The Chief Executive, Nigerian Midstream and Downstream Petroleum Regulatory Authority, Farouk Ahmed, who disclosed this to journalists in Abuja, explained that the government had held several engagements with all stakeholders in the downstream oil sector.
“The stakeholders include the Major Oil Marketers Association of Nigeria, Independent Petroleum Marketers Association of Nigeria, Depot and Petroleum Products Marketers Association of Nigeria, etc,” he stated.
Ahmed, however, stated that despite the engagements with the dealers and the fact that the sector was still a regulated market, the affected depots went ahead to hike the cost of petrol far higher than what was approved for them.

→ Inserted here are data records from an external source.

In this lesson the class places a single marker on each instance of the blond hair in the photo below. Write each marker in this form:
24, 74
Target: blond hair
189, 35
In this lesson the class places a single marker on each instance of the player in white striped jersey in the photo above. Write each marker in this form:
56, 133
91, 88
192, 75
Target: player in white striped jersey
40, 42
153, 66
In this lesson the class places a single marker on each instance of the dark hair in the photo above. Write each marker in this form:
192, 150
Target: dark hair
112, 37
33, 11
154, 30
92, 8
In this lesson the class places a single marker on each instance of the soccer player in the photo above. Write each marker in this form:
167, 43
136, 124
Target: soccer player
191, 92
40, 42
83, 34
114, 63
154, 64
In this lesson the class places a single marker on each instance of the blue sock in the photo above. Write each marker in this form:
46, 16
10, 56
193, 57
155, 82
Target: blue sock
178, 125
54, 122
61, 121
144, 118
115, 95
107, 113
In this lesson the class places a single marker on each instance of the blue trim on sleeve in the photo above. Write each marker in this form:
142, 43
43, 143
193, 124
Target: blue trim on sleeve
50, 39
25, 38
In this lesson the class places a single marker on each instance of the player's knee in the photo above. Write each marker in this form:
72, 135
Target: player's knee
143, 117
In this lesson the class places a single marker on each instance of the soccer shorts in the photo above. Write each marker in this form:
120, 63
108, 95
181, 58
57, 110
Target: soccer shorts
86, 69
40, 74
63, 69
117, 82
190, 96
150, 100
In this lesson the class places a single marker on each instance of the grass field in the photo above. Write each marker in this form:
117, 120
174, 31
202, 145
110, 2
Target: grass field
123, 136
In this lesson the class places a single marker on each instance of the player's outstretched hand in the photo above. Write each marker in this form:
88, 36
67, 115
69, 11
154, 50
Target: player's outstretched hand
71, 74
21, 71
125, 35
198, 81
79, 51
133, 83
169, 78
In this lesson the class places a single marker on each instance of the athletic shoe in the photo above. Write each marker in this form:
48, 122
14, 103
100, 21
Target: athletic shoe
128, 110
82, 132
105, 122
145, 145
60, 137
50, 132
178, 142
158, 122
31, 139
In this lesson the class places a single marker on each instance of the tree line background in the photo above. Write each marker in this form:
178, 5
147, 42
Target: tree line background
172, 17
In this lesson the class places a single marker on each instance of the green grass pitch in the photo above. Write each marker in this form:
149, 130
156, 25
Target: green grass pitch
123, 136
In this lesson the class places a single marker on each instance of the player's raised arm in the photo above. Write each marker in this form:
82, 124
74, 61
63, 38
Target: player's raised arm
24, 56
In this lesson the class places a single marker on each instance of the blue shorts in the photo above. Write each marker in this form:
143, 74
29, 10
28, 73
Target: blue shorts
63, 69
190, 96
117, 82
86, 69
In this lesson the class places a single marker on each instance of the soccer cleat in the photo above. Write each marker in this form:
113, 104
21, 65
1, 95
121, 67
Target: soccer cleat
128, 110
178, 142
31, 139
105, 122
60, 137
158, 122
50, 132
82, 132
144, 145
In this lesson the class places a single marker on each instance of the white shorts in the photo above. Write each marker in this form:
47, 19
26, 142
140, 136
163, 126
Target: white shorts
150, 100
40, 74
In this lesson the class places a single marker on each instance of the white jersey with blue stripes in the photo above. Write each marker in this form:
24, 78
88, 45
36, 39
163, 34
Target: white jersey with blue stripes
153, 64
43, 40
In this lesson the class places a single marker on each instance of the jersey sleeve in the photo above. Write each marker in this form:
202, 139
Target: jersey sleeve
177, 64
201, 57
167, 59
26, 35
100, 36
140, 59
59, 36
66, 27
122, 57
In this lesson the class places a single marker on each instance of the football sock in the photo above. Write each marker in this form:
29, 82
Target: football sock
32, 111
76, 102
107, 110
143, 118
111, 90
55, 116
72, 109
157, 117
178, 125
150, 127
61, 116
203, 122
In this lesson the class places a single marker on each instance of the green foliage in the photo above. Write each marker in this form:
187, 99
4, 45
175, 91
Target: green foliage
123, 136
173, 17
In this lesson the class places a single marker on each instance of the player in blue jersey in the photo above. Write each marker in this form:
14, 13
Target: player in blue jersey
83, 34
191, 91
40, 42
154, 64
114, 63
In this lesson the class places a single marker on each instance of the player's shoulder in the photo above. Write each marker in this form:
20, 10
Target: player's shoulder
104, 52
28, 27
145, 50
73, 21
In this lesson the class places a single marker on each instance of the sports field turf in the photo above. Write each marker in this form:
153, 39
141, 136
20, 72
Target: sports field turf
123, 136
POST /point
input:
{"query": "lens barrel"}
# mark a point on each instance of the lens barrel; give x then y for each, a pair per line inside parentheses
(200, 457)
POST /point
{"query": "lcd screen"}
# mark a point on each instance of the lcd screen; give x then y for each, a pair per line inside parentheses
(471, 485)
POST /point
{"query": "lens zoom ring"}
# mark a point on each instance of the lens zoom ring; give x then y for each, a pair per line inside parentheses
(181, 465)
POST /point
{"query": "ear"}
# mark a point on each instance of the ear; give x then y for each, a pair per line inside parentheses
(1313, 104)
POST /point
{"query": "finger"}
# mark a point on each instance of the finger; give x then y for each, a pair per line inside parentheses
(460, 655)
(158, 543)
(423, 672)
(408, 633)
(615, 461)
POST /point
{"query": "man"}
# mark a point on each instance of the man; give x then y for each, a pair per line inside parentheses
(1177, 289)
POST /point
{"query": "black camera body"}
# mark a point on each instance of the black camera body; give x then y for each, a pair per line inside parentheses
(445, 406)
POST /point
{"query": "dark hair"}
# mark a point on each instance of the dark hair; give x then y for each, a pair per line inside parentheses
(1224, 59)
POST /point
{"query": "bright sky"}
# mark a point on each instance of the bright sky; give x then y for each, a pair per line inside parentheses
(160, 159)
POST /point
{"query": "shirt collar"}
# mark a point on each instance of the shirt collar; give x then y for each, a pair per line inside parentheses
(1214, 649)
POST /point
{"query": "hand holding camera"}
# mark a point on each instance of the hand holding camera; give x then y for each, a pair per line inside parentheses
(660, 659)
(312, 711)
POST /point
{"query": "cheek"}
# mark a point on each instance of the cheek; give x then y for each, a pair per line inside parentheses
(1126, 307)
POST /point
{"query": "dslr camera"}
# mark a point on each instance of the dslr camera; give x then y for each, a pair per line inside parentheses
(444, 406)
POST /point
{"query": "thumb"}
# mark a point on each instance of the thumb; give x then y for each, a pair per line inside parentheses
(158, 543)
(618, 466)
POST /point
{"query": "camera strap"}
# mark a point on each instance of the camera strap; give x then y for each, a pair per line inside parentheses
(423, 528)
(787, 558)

He said the government had confirmed that the price of chartering vessels for transportation of PMS by marketers had increased, but stressed that the issue had been discussed with marketer on how it would be addressed.
“We sat down with marketers to discuss these issues and how to address it. But the marketers have continued to increase the ex-depot price beyond reasonable margins,” Ahmed stated.
He added, “The increase is outrageous despite the fact that the NNPC (Nigerian National Petroleum Company Limited) sells at a very low price to them. We had meetings with them (marketers) and asked them to comply with the approved price, but they have continued to increase the cost.
“So we had to take action and the first we took was to shut down some of the marketing depots. We shut down seven depots. We shut down Ardova and RainOil in Lagos, as well as all their facilities.”